Uma boa ideia é garantia de sucesso no projeto?

Sim, mas deve-se tomar cuidado com as modas passageiras e criar adequadamente a forma como o dinheiro vai entrar e fluir dentro do negócio. É preciso ter uma boa ideia de negócio que possa atrair e reter clientes de forma a ganhar espaço de mercado em escala. Para tal, é preciso conhecer os seguintes conceitos: escalabilidade (o modelo de negócio precisa ser escalável, isto é, poder atingir rapidamente um grande número de usuários a custos relativamente baixos); repetibilidade (o modelo de negócios deve ser repetível, ou seja, deve ser possível replicar ou reproduzir a experiência de consumo de seu produto ou serviço de forma relativamente simples, sem exigir o crescimento na mesma proporção de recursos humanos ou financeiros); flexibilidade e rapidez (a startup deve ser capaz de atender e se adaptar rapidamente às demandas do mercado, geralmente com estruturas enxutas, com equipes formadas por poucas pessoas, com flexibilidade e autonomia).

Como funciona a questão da formação de equipes em uma startup?

A formação de equipes em uma startup é algo de extrema importância. Segundo pesquisa realizada pelo CB Insights, a má formação de time é o 3º maior motivo de quebra das startups, depois de falta de investimento e falta de necessidade de mercado. Para ir contra essas estatísticas, fundadores buscam acertar na formação de equipe e identificando os talentos nos encontros de comunidades de startups, os conhecidos meetups, onde se reunem profissionais de diversos segmentos como desenvolvedores, designers, profissionais de produto e marketing. Normalmente uma startup de base tecnológica precisa de programadores e designers, além dos gestores, vendedores e pessoal de marketing.

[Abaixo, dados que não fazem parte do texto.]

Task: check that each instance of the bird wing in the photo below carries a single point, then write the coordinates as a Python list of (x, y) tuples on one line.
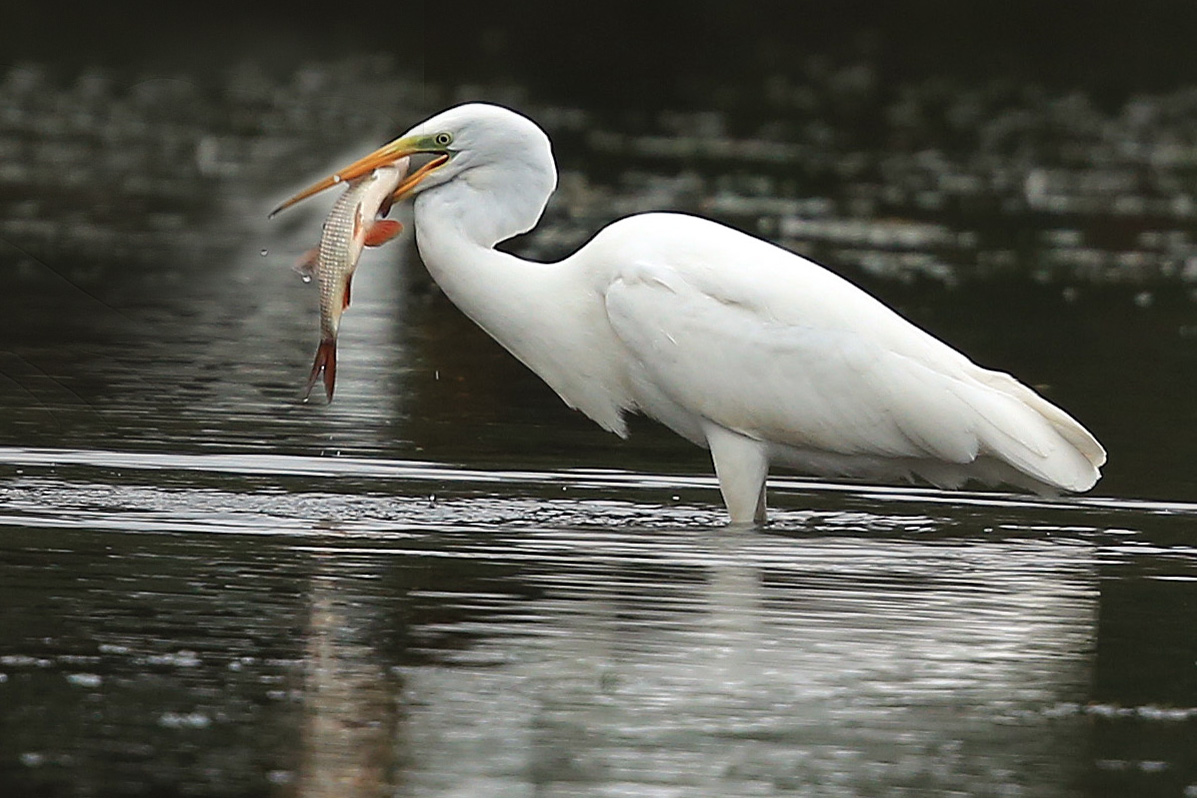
[(749, 336)]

A que instituições o empreendedor pode recorrer, ao decidir abrir uma startup?

Antes de se lançar no mercado, é aconselhável que o empreendedor comece pesquisando o assunto e indo a eventos em sua cidade (ou criando novos) ligados ao meio de startups. Além dos meetups, é muito bom começar indo em um Startup Weekend para começar a deixar o “vírus” do empreendedorismo contaminar o empreendedor. Também é preciso estar antenado nas tendências, nas questões jurídicas e contábeis de se ter um negócio. Afinal, não é um hobby. O ideal é começar com amigos ou conhecidos que compartilhem de valores pessoais e do sonho de criar algo incrível. Depois, é aprender a validar e ver se de fato a ideia pode virar um negócio. O Sebrae possui vasta experiência em áreas comuns a todos os negócios iniciantes: aprender sobre fluxo de caixa, gestão financeira, noções administrativas etc. Se o empreendedor tiver a mente aberta, pode aprender muito com o Sebrae. Quem tem condições, deve procurar consultorias especializadas.